In August 2024, a US judge delivered a landmark judgment in the US vs Google antitrust trial, concluding that Google is a monopolist in the search engine market. During the trial, Apple’s senior VP of Services, Eddy Cue said, “[T]here’s no price that Microsoft could ever offer [Apple] to preload Bing.

With Google now declared a monopoly, the next step is determining remedies. And the US Department of Justice is proposing the court to split Android and Chrome to decisively end Google’s monopolist practice. The DOJ has filed:

Fully remedying these harms requires not only ending Google’s control of distribution today, but also ensuring Google cannot control the distribution of tomorrow.

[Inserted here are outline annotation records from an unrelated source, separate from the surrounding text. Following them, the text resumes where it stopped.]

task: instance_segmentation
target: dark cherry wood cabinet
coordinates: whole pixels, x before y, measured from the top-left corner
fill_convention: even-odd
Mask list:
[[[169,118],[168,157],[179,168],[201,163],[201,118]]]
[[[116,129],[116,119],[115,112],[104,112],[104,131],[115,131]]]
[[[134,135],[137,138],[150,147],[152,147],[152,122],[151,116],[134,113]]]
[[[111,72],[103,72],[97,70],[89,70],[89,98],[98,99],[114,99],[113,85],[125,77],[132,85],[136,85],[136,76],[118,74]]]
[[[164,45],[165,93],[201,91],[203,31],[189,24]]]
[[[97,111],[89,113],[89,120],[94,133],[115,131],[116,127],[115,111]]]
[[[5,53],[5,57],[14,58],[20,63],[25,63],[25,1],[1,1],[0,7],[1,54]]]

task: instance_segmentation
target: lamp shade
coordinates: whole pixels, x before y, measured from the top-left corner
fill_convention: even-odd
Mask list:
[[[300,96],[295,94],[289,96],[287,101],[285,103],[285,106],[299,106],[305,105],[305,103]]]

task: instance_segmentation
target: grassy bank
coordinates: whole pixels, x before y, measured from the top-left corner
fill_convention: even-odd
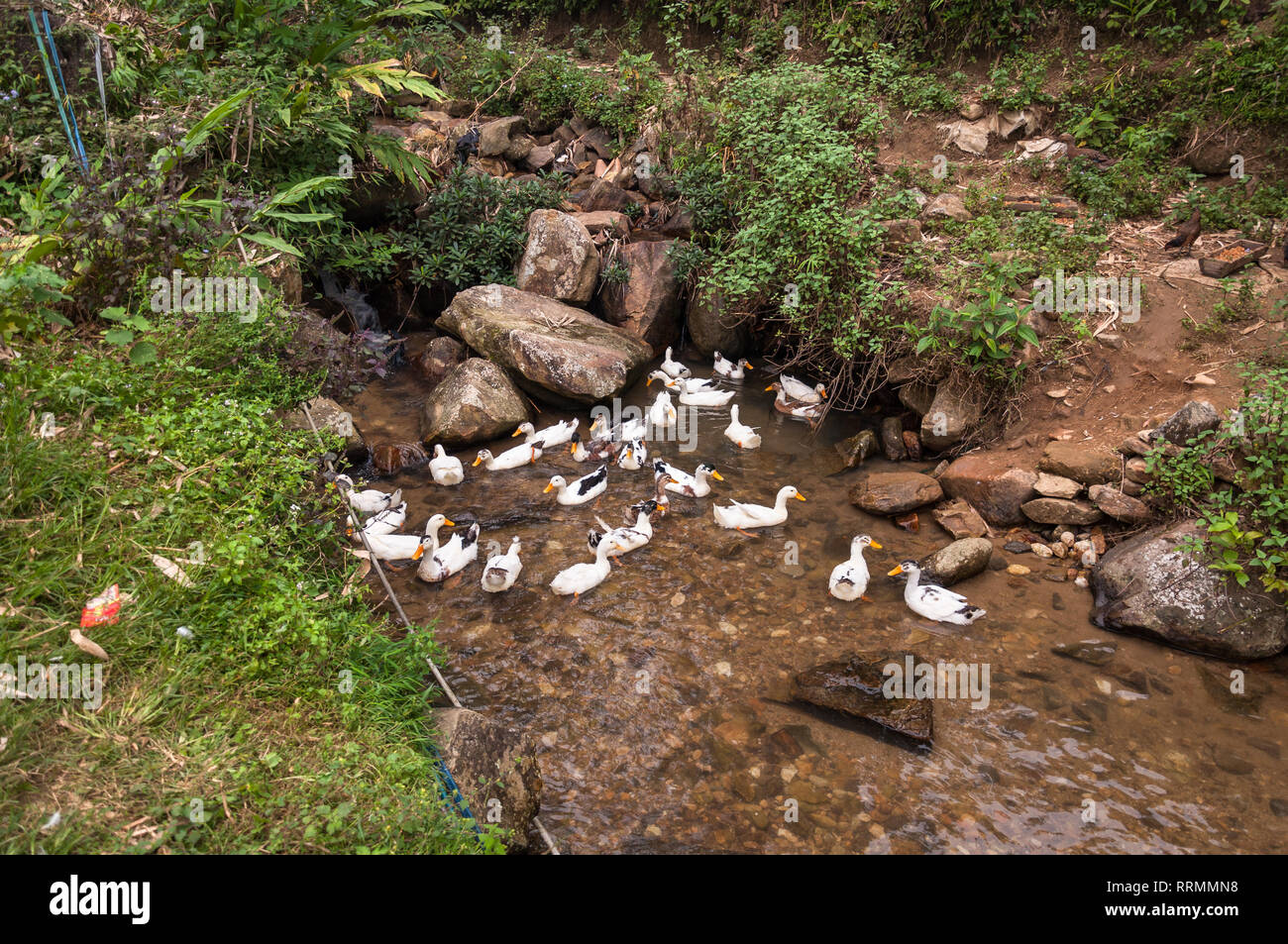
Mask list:
[[[147,366],[67,332],[0,366],[0,663],[98,662],[70,631],[129,595],[86,630],[109,657],[97,711],[0,701],[0,850],[479,849],[426,753],[431,636],[345,595],[317,442],[274,419],[318,386],[283,367],[287,331],[193,316],[147,332]]]

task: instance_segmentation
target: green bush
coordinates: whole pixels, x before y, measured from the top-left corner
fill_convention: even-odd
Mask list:
[[[1244,377],[1238,408],[1217,430],[1175,455],[1149,455],[1149,488],[1198,515],[1213,569],[1239,586],[1256,577],[1266,590],[1288,591],[1288,366],[1253,367]],[[1236,469],[1231,487],[1216,479],[1218,462]]]

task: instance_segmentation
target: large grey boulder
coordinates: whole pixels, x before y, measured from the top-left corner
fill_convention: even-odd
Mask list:
[[[799,672],[791,684],[791,698],[817,704],[850,717],[872,721],[904,737],[929,743],[934,737],[931,699],[886,698],[886,666],[907,665],[908,653],[850,653],[835,662]],[[913,656],[913,665],[921,659]]]
[[[872,473],[850,489],[850,502],[873,515],[903,514],[943,497],[935,479],[913,471]]]
[[[420,412],[424,442],[480,443],[514,430],[528,419],[528,403],[505,371],[471,357],[443,377]]]
[[[983,573],[993,556],[993,542],[984,537],[963,537],[927,554],[921,563],[922,581],[951,587]]]
[[[434,722],[438,752],[475,822],[509,829],[506,846],[526,850],[541,811],[536,743],[469,708],[439,708]]]
[[[585,305],[599,282],[599,250],[590,232],[559,210],[535,210],[528,216],[528,242],[514,268],[514,283],[524,291]]]
[[[1190,401],[1175,413],[1168,416],[1151,439],[1166,440],[1176,446],[1184,446],[1199,433],[1216,429],[1221,425],[1221,413],[1207,401]]]
[[[618,327],[504,285],[457,292],[437,325],[513,371],[523,389],[560,404],[616,397],[653,358],[649,345]]]
[[[1253,580],[1240,587],[1181,546],[1204,532],[1194,522],[1158,527],[1112,547],[1091,572],[1097,626],[1149,636],[1227,659],[1264,658],[1288,647],[1288,608]]]
[[[981,412],[974,390],[952,381],[940,384],[921,417],[922,444],[936,452],[956,446],[979,422]]]

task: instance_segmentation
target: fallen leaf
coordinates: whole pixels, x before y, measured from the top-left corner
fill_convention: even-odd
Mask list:
[[[103,662],[108,661],[107,652],[104,652],[103,647],[100,647],[93,639],[86,637],[85,634],[77,630],[75,626],[71,630],[71,637],[72,641],[76,644],[76,648],[80,649],[81,652],[89,653],[94,658],[103,659]]]
[[[362,552],[366,554],[366,551]],[[349,594],[352,594],[353,589],[358,583],[361,583],[368,573],[371,573],[370,558],[365,559],[361,564],[358,564],[358,569],[354,571],[352,574],[349,574],[349,580],[344,582],[344,590],[340,591],[340,596],[348,596]]]
[[[192,586],[192,581],[188,580],[188,574],[183,572],[183,568],[179,567],[173,560],[170,560],[169,558],[162,558],[160,554],[153,554],[152,563],[157,565],[157,569],[161,571],[161,573],[173,580],[180,587]]]

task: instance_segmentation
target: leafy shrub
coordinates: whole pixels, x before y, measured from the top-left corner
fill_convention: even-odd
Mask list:
[[[510,183],[457,169],[398,234],[417,285],[460,291],[473,285],[514,285],[514,263],[527,242],[533,210],[560,203],[547,183]]]
[[[1217,430],[1200,433],[1175,455],[1148,457],[1150,491],[1198,514],[1213,569],[1239,586],[1253,577],[1288,591],[1288,366],[1248,368],[1238,408]],[[1236,469],[1221,487],[1213,467]]]

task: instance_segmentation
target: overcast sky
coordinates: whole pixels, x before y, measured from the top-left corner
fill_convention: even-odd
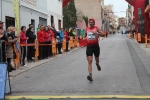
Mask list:
[[[118,17],[125,17],[126,13],[121,11],[126,11],[128,8],[128,3],[125,0],[104,0],[104,4],[112,4],[114,5],[114,12],[115,15],[118,15]]]

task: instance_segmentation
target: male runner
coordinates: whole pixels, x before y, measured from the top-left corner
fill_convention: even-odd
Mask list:
[[[98,71],[101,71],[101,66],[99,64],[99,55],[100,55],[100,47],[99,47],[99,36],[104,37],[105,34],[102,32],[97,26],[95,26],[95,20],[93,18],[89,19],[90,27],[86,28],[85,37],[87,39],[87,49],[86,49],[86,56],[88,61],[88,71],[89,75],[87,79],[89,81],[93,81],[92,78],[92,59],[93,53],[95,55],[95,61]]]

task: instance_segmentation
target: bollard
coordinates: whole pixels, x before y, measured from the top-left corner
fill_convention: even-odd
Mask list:
[[[70,49],[73,49],[73,47],[74,47],[73,37],[72,36],[70,37],[69,46],[70,46]]]
[[[62,49],[63,49],[63,52],[66,51],[66,38],[63,38]]]
[[[77,36],[75,37],[75,40],[74,40],[74,46],[75,46],[75,47],[78,46],[78,37],[77,37]]]
[[[131,34],[130,34],[130,33],[128,34],[128,38],[129,38],[129,39],[131,38]]]
[[[56,55],[56,39],[55,38],[52,39],[52,54],[53,56]]]
[[[141,43],[141,33],[138,33],[138,42]]]

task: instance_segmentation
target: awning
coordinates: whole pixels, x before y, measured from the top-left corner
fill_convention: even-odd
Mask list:
[[[63,8],[70,2],[70,0],[62,0],[63,1]]]
[[[145,9],[145,13],[150,13],[150,5],[147,5],[147,7]]]

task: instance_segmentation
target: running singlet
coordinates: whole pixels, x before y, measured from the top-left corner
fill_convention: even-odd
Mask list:
[[[87,46],[96,46],[98,45],[98,32],[97,27],[94,26],[94,28],[87,27]],[[95,33],[93,33],[94,31]]]

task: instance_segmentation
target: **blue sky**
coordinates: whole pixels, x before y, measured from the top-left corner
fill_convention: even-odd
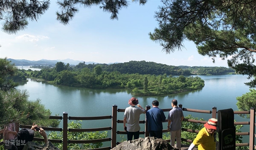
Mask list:
[[[119,20],[110,19],[110,14],[99,6],[79,8],[69,24],[56,18],[58,7],[51,1],[49,9],[27,28],[16,34],[0,32],[0,57],[38,60],[70,58],[99,63],[153,62],[174,66],[224,66],[226,60],[199,55],[195,45],[186,41],[182,51],[166,54],[159,44],[149,39],[158,22],[154,12],[160,0],[149,0],[144,6],[130,2],[119,12]],[[2,28],[2,26],[1,26]]]

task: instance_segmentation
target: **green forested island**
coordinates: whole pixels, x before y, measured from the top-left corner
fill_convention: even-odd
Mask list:
[[[154,95],[195,90],[204,86],[204,81],[200,77],[183,75],[230,73],[234,73],[234,70],[224,67],[175,66],[145,61],[110,65],[80,63],[74,66],[58,62],[55,67],[40,71],[21,70],[14,80],[24,80],[26,77],[73,87],[127,88],[132,89],[134,95]]]

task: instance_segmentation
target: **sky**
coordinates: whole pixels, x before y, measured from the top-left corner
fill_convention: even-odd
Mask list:
[[[111,20],[111,14],[98,6],[82,7],[64,26],[56,20],[58,6],[51,1],[48,10],[37,22],[30,21],[27,29],[12,34],[1,29],[0,57],[69,58],[107,64],[145,60],[175,66],[228,67],[226,60],[217,57],[213,63],[211,58],[199,54],[193,42],[185,41],[182,51],[166,54],[159,44],[150,40],[148,33],[158,26],[154,15],[160,1],[149,0],[145,5],[130,2],[119,11],[118,20]]]

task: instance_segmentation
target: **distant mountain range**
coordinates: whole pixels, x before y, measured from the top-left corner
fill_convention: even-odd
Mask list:
[[[75,60],[70,59],[66,59],[64,60],[47,60],[46,59],[41,59],[40,60],[35,61],[35,60],[28,60],[26,59],[14,59],[12,58],[8,58],[8,60],[10,60],[12,63],[15,64],[15,66],[38,66],[38,65],[53,65],[55,66],[55,64],[58,62],[61,62],[64,63],[65,64],[69,63],[69,64],[72,65],[76,65],[80,63],[84,63],[84,61],[79,60]],[[97,64],[100,63],[93,62],[85,62],[86,64]],[[116,62],[115,63],[111,63],[107,64],[113,64],[114,63],[118,63]]]

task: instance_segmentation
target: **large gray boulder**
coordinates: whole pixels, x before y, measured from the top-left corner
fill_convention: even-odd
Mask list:
[[[180,150],[172,147],[165,140],[154,137],[139,138],[126,141],[117,145],[113,150]]]
[[[50,141],[48,144],[45,144],[43,146],[32,142],[28,142],[23,149],[23,150],[59,150],[59,148],[53,145]]]

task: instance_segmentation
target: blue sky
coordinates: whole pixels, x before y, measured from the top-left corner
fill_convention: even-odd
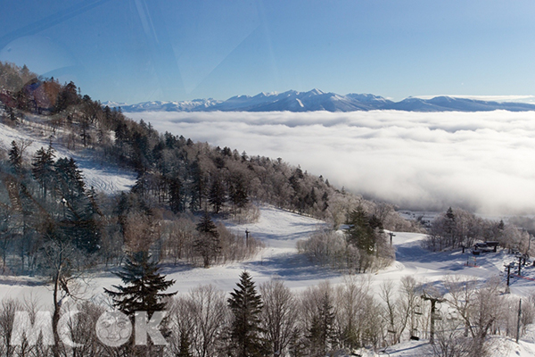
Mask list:
[[[0,2],[0,61],[102,101],[535,95],[532,0]]]

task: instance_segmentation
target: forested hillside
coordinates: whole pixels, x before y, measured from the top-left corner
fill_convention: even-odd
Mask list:
[[[213,147],[182,136],[160,134],[150,123],[126,118],[120,109],[103,107],[72,82],[43,79],[26,67],[0,63],[1,121],[31,130],[49,145],[29,152],[30,142],[4,143],[0,152],[0,251],[4,271],[28,273],[50,265],[49,245],[116,264],[126,252],[150,250],[160,260],[186,260],[210,266],[254,253],[254,238],[222,225],[206,249],[198,213],[236,221],[258,218],[258,203],[320,218],[333,227],[361,207],[370,220],[396,230],[413,229],[387,203],[339,190],[328,179],[284,162]],[[134,170],[129,192],[109,195],[86,187],[75,160],[56,149],[84,152]],[[204,237],[204,240],[201,238]],[[50,248],[50,249],[53,249]],[[88,257],[88,258],[87,258]],[[87,264],[86,259],[73,260]]]

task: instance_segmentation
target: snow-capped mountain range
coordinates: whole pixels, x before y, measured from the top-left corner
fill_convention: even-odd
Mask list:
[[[406,112],[511,112],[535,111],[535,104],[525,103],[487,102],[452,96],[435,96],[431,99],[408,97],[393,102],[369,94],[325,93],[319,89],[309,92],[289,90],[284,93],[260,93],[254,96],[236,95],[226,101],[195,99],[184,102],[144,102],[126,104],[106,102],[103,105],[120,106],[123,112],[355,112],[372,110],[398,110]]]

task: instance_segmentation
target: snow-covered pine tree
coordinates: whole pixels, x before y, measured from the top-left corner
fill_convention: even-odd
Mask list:
[[[208,212],[201,219],[196,228],[199,236],[195,239],[193,247],[202,257],[204,268],[210,268],[212,261],[221,251],[219,232],[214,222],[210,218]]]
[[[230,293],[228,306],[233,313],[230,332],[230,354],[235,357],[259,357],[268,353],[260,337],[262,298],[247,271],[240,276],[237,288]]]
[[[151,259],[148,252],[134,253],[127,258],[122,270],[115,273],[123,285],[112,286],[117,291],[104,288],[104,292],[113,300],[113,306],[125,314],[133,316],[136,311],[146,311],[150,318],[154,311],[165,310],[165,299],[177,294],[162,293],[175,280],[167,280],[159,270],[158,262]]]

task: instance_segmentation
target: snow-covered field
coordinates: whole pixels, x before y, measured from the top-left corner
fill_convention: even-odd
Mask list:
[[[257,223],[228,226],[236,231],[248,229],[252,237],[261,239],[266,248],[255,258],[243,262],[229,263],[210,269],[189,266],[164,266],[163,272],[175,279],[171,291],[186,293],[200,284],[212,284],[224,291],[235,287],[240,273],[247,270],[257,284],[278,277],[294,291],[317,285],[329,279],[333,284],[341,283],[343,277],[326,268],[311,265],[305,258],[297,254],[295,244],[308,237],[311,232],[325,223],[309,217],[284,212],[271,206],[260,207],[260,219]],[[442,279],[449,274],[462,274],[486,279],[503,275],[503,265],[512,261],[505,252],[490,253],[475,261],[476,267],[466,266],[473,262],[469,253],[459,251],[451,253],[429,253],[420,245],[424,235],[397,232],[393,244],[396,247],[396,262],[389,268],[372,274],[374,289],[378,290],[381,282],[399,282],[405,275],[411,275],[418,281],[430,284]],[[535,278],[535,268],[526,267],[523,275]],[[512,278],[511,292],[520,296],[535,291],[535,281]],[[119,284],[119,280],[110,272],[94,274],[86,287],[87,296],[102,296],[103,286]],[[51,303],[50,288],[29,278],[4,278],[0,279],[0,297],[37,298],[42,304]],[[493,337],[494,338],[494,337]],[[506,337],[495,337],[495,356],[533,356],[535,355],[535,328],[529,328],[519,345]],[[410,341],[391,346],[386,350],[390,356],[431,356],[432,349],[426,341]],[[366,355],[366,354],[363,354]],[[371,355],[371,354],[370,354]]]
[[[15,142],[30,140],[31,145],[24,151],[25,159],[28,159],[41,147],[48,147],[52,140],[56,159],[72,157],[84,173],[87,187],[94,187],[97,191],[111,194],[128,190],[134,186],[136,183],[134,172],[120,170],[104,162],[95,161],[91,154],[86,154],[84,151],[69,150],[57,142],[50,127],[39,123],[40,120],[38,116],[35,116],[30,120],[24,120],[17,129],[0,123],[0,150],[9,150],[13,140]]]

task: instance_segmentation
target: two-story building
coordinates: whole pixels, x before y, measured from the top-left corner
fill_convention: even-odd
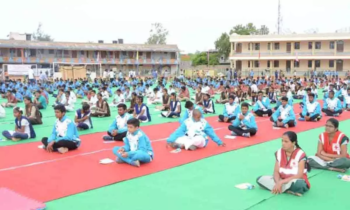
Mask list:
[[[176,45],[0,40],[0,65],[36,64],[38,68],[49,68],[53,63],[83,64],[86,69],[92,69],[96,64],[101,64],[102,71],[166,69],[175,74],[180,63],[178,52]],[[99,71],[96,72],[97,76]]]
[[[230,37],[231,68],[294,71],[350,70],[350,33]]]

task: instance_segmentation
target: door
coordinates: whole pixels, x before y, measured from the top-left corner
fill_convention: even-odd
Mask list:
[[[240,53],[242,52],[242,43],[237,43],[236,44],[236,53]],[[241,64],[242,62],[241,62]]]
[[[292,49],[292,43],[290,42],[287,42],[286,45],[287,48],[287,52],[290,52]]]
[[[344,42],[342,40],[337,41],[337,51],[344,51]]]
[[[290,61],[288,60],[286,61],[286,71],[287,72],[289,72],[290,70]]]
[[[242,70],[241,61],[236,61],[236,70],[237,72]]]
[[[336,70],[337,71],[343,71],[343,60],[337,60],[337,67]]]

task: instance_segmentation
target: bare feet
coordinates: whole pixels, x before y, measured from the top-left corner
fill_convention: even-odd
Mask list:
[[[346,171],[346,170],[344,169],[340,169],[340,168],[333,168],[332,167],[330,167],[328,168],[328,170],[329,170],[334,171],[335,172],[340,172],[341,173],[345,173],[345,172]]]
[[[68,148],[67,147],[60,147],[57,149],[57,150],[61,154],[64,154],[68,152]]]
[[[298,193],[296,192],[294,192],[291,191],[290,190],[288,190],[288,191],[286,192],[287,192],[287,193],[289,193],[289,194],[292,194],[292,195],[296,195],[296,196],[303,196],[302,194],[300,194],[300,193]]]

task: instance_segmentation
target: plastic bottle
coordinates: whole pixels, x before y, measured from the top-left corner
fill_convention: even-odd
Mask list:
[[[349,175],[342,175],[338,174],[337,176],[338,178],[346,182],[350,182],[350,176]]]

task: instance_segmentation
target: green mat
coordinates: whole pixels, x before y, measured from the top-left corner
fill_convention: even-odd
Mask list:
[[[348,120],[340,129],[345,131],[349,126]],[[318,135],[324,131],[321,127],[298,134],[299,144],[307,154],[314,154]],[[311,189],[301,197],[273,195],[259,187],[234,188],[243,182],[255,184],[258,176],[272,174],[274,153],[281,141],[276,139],[58,199],[47,203],[48,209],[346,209],[349,186],[337,179],[336,172],[313,169],[308,174]],[[320,202],[325,196],[327,201]]]

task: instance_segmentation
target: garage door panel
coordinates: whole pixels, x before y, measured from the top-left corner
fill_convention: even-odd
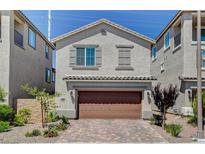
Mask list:
[[[80,118],[140,118],[140,92],[79,92]]]

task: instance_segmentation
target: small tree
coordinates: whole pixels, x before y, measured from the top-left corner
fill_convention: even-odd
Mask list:
[[[37,87],[31,87],[29,84],[22,85],[21,89],[27,92],[29,95],[35,97],[36,100],[40,102],[42,127],[45,127],[45,123],[47,123],[48,112],[53,111],[56,108],[55,97],[59,96],[59,94],[51,95],[46,92],[45,89],[39,90]]]
[[[6,97],[6,91],[0,86],[0,102],[4,102],[4,98]]]
[[[170,84],[168,88],[160,88],[161,84],[158,83],[152,89],[152,96],[154,99],[154,104],[157,106],[161,116],[162,116],[162,127],[165,128],[166,113],[170,107],[173,107],[177,97],[179,96],[179,90],[177,86]]]

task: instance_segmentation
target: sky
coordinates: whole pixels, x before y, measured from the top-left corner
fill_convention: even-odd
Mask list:
[[[54,10],[51,11],[51,39],[101,18],[155,39],[177,12],[177,10]],[[24,10],[23,13],[48,37],[47,10]],[[55,55],[53,61],[55,67]]]

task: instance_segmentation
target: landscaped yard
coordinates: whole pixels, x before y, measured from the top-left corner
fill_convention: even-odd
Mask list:
[[[197,129],[187,124],[186,118],[167,116],[167,123],[180,123],[183,131],[179,137],[172,137],[161,127],[150,125],[149,121],[127,119],[80,119],[71,120],[71,125],[59,136],[25,137],[33,129],[43,130],[41,124],[27,124],[0,133],[0,143],[187,143],[195,142],[192,137]]]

In the proposed remedy framework, the US Justice Department is “considering behavioral and structural remedies that would prevent Google from using products such as Chrome, Play, and Android to advantage Google search and Google search-related products and features—including emerging search access points and features, such as artificial intelligence —over rivals or new entrants.

chrome running on android
Image Courtesy: Mulad Images / Shutterstock.com

It’s clear that the US DOJ seeks to restructure Google Chrome from Android. The filing notes, “Google’s longstanding control of the Chrome browser, with its preinstalled Google search default, significantly narrows the available channels of distribution and thus disincentivizes the emergence of new competition.

Google partners with many OEMs including Samsung and Apple to keep Google as the default search engine. In fact, in 2021, Google paid a whopping $26.3 billion to Apple and other companies to remain the default search engine on mobile devices and browsers.

Google Objects to “Radical and Sweeping Proposals”

As the DOJ filed its proposed framework on Tuesday night, Google shared a blog post today, calling the sanctions “radical” and “sweeping proposals risk hurting consumers, businesses, and developers.” Google further says that the demands go well beyond the legal scope of the court’s decision.

On splitting off Chrome and Android, Google says its investment in the ecosystem has helped in keeping the cost of phones low. As a result, billions of people can afford Android phones. Google warns:

Make no mistake: Breaking them off would change their business models, raise the cost of devices, and undermine Android and Google Play in their robust competition with Apple’s iPhone and App Store.

Apart from that, the search giant says preventing Google from integrating its AI services and features on Android and Chrome would hold back American innovation and progress. DOJ argues that deeply entrenching Google-related products into Android and Chrome, allows Google to maintain its monopoly position in the market.

What Does It Mean for Consumers?

While the DOJ’s intention is to promote competition, the proposed remedies may have negative consequences for end-consumers. For one, this could lead to higher prices for Android devices, especially in developing and under-developed countries.

Second, since Chrome and Android are deeply integrated, splitting them may result in a poor and disjointed user experience, which the end-consumers may not like. Not to mention, security and privacy issues may crop up as Google uses various signals from Google products to detect threats early on.

Finally, in the tech space, we have seen that regulatory interventions initially show some promise, but slowly, large companies again concentrate power. DOJ’s remedies may not have a long-lasting impact on the market. The US court will decide the remedies by August 2025 so we need to wait and see what the ultimate ruling will be.